How To Run A “Clean” Random Draw
Practical steps include:
- locking entries at the advertised closing time
- exporting entries into a clear list (with unique entry numbers if helpful)
- using a consistent method to select a winner (and documenting the tool/process)
- having an independent witness for higher value prizes (even if not required, it can reduce disputes)
Winner Notification And Prize Delivery
Your terms should spell out how you notify winners and what happens if the winner doesn’t respond. Then, follow your own process exactly.
Also, think about logistics early:
- If it’s a physical prize, who pays delivery?
- If it’s a service prize, are there booking restrictions?
- If it’s store credit, what’s the expiry date and can it be transferred?
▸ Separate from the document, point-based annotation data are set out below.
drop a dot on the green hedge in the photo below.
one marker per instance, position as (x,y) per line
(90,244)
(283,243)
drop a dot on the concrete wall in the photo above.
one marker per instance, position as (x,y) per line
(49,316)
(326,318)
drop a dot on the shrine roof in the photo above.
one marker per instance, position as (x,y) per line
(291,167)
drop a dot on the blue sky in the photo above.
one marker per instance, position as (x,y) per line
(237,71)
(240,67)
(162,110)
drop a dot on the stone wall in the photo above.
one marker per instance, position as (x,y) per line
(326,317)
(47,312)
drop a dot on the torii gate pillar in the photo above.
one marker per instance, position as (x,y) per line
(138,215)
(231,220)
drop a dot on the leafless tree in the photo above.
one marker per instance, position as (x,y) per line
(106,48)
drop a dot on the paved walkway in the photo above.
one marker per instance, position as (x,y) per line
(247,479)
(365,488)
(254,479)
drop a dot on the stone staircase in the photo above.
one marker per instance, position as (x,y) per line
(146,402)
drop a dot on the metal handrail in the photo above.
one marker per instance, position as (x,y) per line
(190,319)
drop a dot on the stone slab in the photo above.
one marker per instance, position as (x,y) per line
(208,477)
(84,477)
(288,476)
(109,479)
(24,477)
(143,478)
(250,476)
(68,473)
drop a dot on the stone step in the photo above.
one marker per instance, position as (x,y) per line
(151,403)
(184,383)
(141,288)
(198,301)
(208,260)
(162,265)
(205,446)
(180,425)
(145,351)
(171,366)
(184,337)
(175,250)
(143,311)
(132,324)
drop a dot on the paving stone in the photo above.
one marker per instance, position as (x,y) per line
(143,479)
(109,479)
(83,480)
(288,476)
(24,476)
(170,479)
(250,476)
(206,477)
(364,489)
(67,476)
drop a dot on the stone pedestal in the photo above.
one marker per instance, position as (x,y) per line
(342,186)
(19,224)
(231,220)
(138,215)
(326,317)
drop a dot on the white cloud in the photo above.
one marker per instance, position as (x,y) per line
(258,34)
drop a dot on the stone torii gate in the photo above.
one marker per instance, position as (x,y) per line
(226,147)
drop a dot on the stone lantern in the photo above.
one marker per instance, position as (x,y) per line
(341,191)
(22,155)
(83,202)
Record Keeping (So You Can Prove You Did What You Said)
Keep a file with:
- your final terms and conditions version
- screenshots of key promotional posts/ads
- entry list/export
- draw method and result
- winner contact attempts and confirmation
- proof of prize fulfilment
This is particularly useful if you receive a complaint, or if a regulator asks questions later.
Sometimes, what a small business really wants is a simple, low-risk “win a product” campaign - not a true lotto-style draw connected to payment mechanics.
If that sounds like you, it’s worth comparing your idea to the general rules for giveaway laws. You may be able to achieve the same marketing goal with fewer legal touchpoints, depending on your structure and prize.
Key Takeaways
- A lotto competition is usually chance-based, and chance-based promotions can trigger lottery/trade promotion rules depending on how entry works, whether payment/purchase is required, and which jurisdictions you’re targeting.
- Get the structure right upfront (chance vs skill, free entry vs purchase to enter, and which states/territories you’re targeting) before you advertise anything.
- Permits and mandatory conditions may apply depending on the jurisdiction(s), the type of promotion, and the prize pool/value - so location scope and structure are key compliance decisions.
- Clear terms and conditions reduce disputes and help you demonstrate that your promotion was run fairly and consistently.
- Marketing a lotto competition also needs to comply with the Australian Consumer Law, including not misleading customers about prizes, entry conditions, or pricing.
- Handle personal information carefully and align your entry process with your privacy and marketing consent approach, especially if you plan to email entrants later.